Summing all of the angles inside triangle BDE → 2x + 5x + 5x = 12x = 180 degrees, we get x = 15 degrees.

One of the comments on the question also suggested a solution using sine rule. Getting the equation sin 6x sin 2x = (sin 3x)^2 and show it only applies to x = 15 degrees. Dunno about the detailed steps though.

You can use the same theorem to justify the 3rd line, no?

You are correct.

With " the sum of interior angles" way, all I get is ∠DBE=180-10x.
I don’t know how to use the “high school exterior angle theorem” here.
Care to share the “dumb way”? Maybe it’s not that dumb afterwards

I mean just brute force it like what we did before the solution on stack exchange. We calculated that the the angles in the crossing of AC and BD lines are either 4x or 180 - 4x.

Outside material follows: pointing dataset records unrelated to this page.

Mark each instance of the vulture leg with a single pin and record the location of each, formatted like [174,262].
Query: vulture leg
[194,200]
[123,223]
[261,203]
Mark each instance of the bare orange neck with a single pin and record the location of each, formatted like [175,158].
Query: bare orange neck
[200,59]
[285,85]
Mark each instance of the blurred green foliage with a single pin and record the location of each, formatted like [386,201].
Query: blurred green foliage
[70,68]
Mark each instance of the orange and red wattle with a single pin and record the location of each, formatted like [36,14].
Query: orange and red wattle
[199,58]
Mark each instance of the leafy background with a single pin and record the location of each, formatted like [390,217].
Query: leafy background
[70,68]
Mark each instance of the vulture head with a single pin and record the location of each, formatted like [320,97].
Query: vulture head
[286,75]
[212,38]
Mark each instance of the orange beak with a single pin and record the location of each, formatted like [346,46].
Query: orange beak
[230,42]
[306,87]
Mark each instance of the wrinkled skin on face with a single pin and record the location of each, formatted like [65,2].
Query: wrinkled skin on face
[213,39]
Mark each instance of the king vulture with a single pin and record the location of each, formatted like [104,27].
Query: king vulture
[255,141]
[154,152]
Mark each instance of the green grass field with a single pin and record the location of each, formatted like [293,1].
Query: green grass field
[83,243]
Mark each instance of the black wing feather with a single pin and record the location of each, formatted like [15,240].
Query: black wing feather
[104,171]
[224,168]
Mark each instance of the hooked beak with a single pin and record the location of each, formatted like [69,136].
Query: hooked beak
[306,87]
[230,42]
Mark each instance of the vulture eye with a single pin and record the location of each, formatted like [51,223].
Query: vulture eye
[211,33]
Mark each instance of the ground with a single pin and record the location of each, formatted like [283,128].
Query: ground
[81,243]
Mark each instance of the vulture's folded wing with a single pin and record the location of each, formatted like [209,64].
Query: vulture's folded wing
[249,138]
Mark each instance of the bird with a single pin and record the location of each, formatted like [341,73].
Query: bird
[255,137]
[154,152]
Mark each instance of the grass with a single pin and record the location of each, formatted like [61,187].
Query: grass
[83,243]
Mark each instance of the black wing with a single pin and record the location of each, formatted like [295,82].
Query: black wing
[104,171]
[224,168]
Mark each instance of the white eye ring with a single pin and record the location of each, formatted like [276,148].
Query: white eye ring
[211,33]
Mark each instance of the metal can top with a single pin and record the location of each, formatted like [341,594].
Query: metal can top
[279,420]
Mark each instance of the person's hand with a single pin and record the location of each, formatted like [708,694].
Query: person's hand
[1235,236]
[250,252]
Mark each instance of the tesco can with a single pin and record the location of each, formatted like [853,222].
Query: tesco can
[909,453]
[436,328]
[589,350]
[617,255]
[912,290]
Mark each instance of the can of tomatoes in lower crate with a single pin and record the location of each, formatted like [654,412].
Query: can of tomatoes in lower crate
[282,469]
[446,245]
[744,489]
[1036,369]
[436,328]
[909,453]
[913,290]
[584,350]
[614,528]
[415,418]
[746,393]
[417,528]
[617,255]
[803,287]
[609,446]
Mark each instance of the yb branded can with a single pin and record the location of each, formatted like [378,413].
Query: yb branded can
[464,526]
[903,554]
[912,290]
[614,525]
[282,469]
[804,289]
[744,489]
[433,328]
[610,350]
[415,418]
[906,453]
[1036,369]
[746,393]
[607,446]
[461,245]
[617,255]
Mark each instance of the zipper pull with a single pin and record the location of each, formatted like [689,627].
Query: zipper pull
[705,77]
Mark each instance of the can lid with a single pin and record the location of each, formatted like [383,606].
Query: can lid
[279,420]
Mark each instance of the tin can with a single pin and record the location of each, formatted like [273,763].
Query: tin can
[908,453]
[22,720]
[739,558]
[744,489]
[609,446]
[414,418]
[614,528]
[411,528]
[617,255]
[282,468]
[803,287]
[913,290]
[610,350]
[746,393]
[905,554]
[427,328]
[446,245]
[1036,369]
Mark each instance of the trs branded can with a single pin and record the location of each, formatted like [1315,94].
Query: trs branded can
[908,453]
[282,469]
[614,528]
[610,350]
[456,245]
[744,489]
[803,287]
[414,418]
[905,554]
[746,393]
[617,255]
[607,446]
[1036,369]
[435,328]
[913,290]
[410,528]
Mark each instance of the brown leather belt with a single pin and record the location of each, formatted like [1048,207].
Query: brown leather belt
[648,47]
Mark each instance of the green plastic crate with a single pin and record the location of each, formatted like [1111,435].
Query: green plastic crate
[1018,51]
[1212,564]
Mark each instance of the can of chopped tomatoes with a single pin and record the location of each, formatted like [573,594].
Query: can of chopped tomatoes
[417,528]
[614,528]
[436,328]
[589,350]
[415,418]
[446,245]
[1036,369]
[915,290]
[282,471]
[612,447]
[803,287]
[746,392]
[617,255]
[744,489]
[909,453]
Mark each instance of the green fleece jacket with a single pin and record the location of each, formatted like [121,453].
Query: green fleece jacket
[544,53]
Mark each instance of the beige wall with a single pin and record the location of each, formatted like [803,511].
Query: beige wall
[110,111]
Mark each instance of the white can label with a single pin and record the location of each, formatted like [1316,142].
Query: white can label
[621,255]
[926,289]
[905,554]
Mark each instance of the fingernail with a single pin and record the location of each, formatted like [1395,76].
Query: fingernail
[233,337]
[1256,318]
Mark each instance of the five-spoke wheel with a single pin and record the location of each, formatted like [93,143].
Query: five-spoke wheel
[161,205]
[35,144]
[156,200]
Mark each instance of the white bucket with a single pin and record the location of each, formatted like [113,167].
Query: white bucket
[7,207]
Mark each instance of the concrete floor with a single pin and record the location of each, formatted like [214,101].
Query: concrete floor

We know that angle AEB is 2x. So if the wider angle is 180 - 4x, the other angle EBD must be 2x too.

For the small triangle, say triangle BEO, where O is the point where the lines AC and BD intersect each other.

The solution writer on math stack exchange fixed it. He used inscribed angle theorem to show that angle EBD is 2x.

Oh, I see it now!
Thanks!

Well, I think we got our answer.
Is that good enough for you, @Chemist116 ?

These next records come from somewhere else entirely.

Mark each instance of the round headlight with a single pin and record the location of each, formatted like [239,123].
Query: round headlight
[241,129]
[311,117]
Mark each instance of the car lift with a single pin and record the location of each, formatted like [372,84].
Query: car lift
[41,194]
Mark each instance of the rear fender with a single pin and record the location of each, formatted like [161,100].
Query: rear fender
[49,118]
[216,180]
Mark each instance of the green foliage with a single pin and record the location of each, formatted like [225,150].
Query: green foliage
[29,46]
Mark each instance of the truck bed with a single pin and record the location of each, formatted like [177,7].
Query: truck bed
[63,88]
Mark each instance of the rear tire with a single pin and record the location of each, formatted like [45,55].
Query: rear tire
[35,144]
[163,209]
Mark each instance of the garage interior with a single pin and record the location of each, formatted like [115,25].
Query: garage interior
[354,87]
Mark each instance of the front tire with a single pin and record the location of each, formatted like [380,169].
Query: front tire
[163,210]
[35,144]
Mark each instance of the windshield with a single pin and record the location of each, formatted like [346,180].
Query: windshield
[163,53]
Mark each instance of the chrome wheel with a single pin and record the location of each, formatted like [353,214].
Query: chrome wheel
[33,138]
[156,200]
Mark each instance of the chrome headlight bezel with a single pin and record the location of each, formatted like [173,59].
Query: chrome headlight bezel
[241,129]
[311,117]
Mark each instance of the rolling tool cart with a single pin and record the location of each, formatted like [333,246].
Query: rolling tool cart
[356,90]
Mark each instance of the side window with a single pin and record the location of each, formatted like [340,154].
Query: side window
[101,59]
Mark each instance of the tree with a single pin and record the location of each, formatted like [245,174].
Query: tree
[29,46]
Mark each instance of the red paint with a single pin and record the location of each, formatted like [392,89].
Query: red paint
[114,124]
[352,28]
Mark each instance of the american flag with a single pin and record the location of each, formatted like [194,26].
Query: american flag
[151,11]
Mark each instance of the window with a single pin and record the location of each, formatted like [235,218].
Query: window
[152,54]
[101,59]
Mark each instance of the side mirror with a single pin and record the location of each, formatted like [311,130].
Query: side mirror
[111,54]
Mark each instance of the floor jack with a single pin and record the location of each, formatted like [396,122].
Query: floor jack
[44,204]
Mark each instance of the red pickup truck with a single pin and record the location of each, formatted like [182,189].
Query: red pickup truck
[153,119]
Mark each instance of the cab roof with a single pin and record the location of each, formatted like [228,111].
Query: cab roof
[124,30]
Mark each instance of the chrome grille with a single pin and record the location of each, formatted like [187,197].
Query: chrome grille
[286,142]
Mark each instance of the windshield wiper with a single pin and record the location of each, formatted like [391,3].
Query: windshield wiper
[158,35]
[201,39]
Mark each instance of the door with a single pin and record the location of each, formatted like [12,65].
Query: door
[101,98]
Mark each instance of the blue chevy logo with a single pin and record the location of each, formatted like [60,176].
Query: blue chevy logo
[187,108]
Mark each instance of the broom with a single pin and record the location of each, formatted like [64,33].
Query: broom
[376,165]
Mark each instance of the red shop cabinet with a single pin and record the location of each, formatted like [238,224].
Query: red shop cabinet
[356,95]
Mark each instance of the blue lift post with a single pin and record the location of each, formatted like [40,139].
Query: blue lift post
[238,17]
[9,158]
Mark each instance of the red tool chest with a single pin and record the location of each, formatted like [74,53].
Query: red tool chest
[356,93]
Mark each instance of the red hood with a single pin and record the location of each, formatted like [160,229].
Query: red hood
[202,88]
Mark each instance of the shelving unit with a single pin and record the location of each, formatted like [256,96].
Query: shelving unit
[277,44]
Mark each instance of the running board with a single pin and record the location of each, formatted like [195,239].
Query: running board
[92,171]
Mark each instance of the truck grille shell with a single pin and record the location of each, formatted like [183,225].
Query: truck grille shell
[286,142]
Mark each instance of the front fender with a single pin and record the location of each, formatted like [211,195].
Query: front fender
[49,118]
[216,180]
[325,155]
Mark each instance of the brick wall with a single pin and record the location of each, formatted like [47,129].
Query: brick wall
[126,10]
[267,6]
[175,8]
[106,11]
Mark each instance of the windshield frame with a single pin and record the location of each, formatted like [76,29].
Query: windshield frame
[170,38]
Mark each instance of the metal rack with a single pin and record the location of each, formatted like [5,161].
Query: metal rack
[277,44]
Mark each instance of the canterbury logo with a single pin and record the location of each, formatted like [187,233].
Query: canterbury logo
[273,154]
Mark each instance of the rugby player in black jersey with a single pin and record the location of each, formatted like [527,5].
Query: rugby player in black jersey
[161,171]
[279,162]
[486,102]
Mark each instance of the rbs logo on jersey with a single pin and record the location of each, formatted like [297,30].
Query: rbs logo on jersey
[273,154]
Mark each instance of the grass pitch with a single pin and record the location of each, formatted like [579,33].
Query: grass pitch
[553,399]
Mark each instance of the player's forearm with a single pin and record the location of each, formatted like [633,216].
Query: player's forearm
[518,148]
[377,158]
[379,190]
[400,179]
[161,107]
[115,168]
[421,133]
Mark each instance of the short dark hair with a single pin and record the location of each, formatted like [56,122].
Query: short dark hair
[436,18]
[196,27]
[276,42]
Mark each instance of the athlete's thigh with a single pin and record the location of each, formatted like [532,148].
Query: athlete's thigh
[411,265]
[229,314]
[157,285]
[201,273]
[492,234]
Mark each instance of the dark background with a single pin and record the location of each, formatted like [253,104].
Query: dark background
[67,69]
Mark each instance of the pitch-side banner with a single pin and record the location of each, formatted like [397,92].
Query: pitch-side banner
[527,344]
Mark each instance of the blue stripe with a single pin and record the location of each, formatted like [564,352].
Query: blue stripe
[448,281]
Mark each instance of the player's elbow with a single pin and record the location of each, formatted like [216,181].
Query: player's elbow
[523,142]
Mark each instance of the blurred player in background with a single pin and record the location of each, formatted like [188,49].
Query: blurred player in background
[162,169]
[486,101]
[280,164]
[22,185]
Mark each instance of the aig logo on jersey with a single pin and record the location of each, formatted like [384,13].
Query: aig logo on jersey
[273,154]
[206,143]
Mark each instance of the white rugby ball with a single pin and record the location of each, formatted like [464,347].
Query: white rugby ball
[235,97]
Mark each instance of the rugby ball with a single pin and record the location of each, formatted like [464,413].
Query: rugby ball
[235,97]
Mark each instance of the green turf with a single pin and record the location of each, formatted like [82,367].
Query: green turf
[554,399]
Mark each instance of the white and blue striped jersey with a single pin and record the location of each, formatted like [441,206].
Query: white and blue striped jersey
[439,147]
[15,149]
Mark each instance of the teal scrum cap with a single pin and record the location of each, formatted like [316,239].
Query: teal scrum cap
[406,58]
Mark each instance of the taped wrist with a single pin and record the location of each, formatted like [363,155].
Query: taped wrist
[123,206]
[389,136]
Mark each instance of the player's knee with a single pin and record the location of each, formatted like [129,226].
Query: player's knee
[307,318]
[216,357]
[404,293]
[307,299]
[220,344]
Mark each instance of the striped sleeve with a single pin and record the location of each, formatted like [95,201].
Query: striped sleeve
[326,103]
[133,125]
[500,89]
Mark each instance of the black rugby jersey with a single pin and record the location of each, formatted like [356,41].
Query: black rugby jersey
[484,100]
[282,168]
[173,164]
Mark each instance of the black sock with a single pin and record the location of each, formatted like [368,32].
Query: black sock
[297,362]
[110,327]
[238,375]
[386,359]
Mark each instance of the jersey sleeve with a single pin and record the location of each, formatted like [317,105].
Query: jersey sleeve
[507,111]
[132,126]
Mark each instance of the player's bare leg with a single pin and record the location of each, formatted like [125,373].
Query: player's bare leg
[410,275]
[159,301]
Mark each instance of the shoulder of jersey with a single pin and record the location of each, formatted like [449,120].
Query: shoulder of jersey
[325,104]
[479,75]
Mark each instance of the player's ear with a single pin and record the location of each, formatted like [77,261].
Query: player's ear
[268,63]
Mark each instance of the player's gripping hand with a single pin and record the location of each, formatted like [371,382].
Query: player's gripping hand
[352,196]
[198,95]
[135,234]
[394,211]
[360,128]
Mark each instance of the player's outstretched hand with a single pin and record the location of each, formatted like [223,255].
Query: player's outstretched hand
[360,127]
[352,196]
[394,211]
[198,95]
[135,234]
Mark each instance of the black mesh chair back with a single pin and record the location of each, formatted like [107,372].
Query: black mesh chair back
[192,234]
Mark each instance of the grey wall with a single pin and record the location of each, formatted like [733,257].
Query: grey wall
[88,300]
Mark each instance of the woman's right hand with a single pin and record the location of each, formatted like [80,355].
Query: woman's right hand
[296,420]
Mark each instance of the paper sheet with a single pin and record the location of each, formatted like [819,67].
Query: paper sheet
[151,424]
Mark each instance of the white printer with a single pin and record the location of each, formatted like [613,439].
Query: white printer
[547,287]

I have been asked elsewhere to end the debate. As moderator, this is a simple request to fulfill to keep our punters happy!

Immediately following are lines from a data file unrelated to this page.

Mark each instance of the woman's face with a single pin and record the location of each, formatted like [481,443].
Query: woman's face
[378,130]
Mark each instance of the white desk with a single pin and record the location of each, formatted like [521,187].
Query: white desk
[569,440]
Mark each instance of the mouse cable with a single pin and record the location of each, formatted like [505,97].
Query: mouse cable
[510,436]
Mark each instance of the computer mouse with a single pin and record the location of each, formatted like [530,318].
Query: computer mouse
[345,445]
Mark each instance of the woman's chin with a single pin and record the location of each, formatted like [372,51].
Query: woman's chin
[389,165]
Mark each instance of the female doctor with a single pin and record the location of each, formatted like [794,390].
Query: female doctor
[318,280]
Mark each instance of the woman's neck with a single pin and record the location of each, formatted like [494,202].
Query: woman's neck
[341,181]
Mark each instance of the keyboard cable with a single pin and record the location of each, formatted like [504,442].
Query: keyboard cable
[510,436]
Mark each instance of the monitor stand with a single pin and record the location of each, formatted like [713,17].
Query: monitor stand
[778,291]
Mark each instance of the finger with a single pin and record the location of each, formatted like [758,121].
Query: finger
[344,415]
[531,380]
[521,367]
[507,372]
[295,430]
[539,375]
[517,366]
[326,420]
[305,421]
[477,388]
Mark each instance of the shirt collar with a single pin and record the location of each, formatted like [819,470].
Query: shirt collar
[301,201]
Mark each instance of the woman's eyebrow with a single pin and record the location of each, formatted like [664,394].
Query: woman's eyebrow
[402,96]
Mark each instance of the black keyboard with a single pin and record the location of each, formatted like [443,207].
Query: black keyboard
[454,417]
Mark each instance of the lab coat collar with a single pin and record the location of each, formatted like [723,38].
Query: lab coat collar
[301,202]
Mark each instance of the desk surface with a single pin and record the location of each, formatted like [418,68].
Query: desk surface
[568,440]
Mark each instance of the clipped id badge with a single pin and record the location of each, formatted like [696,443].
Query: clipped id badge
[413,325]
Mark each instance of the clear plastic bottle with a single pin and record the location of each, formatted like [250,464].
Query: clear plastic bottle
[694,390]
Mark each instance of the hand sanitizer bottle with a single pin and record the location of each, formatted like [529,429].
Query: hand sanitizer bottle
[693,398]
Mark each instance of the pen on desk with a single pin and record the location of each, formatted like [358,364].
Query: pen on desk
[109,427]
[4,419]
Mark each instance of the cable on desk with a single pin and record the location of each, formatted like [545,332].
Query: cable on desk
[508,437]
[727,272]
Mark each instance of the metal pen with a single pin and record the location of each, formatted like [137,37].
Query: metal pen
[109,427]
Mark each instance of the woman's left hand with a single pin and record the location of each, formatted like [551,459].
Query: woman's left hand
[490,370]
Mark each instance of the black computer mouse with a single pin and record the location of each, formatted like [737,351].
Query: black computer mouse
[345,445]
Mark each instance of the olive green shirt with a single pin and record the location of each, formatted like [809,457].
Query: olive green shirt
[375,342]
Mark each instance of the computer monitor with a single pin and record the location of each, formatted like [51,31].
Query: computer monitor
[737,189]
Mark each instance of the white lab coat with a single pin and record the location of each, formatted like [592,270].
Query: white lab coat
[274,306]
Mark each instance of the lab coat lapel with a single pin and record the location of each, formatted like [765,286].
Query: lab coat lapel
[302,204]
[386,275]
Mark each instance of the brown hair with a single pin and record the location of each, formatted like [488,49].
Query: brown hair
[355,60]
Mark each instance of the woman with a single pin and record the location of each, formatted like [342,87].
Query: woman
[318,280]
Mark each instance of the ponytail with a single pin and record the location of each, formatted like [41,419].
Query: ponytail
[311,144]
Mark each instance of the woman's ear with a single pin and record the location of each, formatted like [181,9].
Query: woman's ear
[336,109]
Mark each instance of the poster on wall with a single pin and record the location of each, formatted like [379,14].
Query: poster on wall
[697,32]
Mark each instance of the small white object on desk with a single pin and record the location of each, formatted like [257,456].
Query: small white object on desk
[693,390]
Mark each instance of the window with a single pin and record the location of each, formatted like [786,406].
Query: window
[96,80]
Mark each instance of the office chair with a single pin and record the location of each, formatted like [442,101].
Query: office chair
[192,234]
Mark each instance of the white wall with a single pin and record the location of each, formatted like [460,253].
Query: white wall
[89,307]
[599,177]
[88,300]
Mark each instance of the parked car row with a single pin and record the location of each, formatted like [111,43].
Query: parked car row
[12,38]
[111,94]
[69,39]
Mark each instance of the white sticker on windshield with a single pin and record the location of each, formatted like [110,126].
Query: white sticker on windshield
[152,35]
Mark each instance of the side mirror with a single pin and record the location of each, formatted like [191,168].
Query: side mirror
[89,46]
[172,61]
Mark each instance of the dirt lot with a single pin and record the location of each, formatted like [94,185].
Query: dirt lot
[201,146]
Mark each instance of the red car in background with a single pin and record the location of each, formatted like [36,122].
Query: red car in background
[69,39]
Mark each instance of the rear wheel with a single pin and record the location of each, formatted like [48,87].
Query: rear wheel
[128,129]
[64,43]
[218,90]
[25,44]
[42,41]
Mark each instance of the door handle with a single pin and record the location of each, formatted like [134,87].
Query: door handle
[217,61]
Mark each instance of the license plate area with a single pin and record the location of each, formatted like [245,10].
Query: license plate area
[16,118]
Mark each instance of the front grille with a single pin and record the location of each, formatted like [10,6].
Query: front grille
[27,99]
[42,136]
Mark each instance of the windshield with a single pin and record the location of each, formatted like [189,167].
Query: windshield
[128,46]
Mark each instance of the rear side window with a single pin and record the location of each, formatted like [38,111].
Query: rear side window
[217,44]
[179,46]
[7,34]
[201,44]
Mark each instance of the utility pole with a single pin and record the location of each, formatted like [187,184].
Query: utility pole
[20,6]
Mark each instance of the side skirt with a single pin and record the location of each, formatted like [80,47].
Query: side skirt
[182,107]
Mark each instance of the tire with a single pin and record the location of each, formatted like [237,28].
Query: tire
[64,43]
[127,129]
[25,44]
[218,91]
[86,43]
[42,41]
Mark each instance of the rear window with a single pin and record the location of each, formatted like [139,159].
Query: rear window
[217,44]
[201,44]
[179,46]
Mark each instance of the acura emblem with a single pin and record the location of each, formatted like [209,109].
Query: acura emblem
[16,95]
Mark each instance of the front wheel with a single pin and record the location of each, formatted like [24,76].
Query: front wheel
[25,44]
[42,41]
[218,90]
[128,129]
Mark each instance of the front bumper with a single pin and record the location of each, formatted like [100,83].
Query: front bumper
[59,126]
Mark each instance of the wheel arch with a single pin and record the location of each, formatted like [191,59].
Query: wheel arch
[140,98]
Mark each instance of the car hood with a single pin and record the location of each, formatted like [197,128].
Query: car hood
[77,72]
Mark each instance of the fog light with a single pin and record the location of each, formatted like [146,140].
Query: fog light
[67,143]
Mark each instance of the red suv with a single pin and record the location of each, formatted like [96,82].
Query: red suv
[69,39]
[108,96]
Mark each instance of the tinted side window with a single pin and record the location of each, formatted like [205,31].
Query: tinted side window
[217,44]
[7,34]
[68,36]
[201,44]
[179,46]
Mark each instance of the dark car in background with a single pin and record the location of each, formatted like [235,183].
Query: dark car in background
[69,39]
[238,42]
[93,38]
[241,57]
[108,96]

Thank you all for playing.

Now I have to hop over to another most productive thread where people are challenged to do algebra to solve for x without doing any algebras.

@urodacus
Thanks a lot. Although there is a small lockpad next to the thread. Is it opened right?. I am asking this due to it may confuse someone in the main forum if wants to stop by and reply here but may not do so due the small icon.

Actually not. The solution posted by @overflow does uses triangle similarity and if you look at my original post I clearly mentioned that I was constraining the solution to avoid that route. In other words to no use it.

The thing is that this problem belongs to a chapter which has only introduced the following concepts:

• The sum of angles in a triangle equals 180 degrees because of the identity from the sum of internal angles in a polygon. S=180(n-2), where n is the number of vertex in this case n=3.

• Triangle congruence, cases SAS, SSS and ASA.
  Special lines in triangles and their intersections, orthocenter, barycenter, incenter, circumcenter and excenter.

• As a consequence from the above, it is likely that using circles may be allowed as they appear as a result of the radius formed either by the circumcenter or incenter. For obvious reasons, with more or less difficulty the alluded high school identity of the inscribed angle can be derived easily.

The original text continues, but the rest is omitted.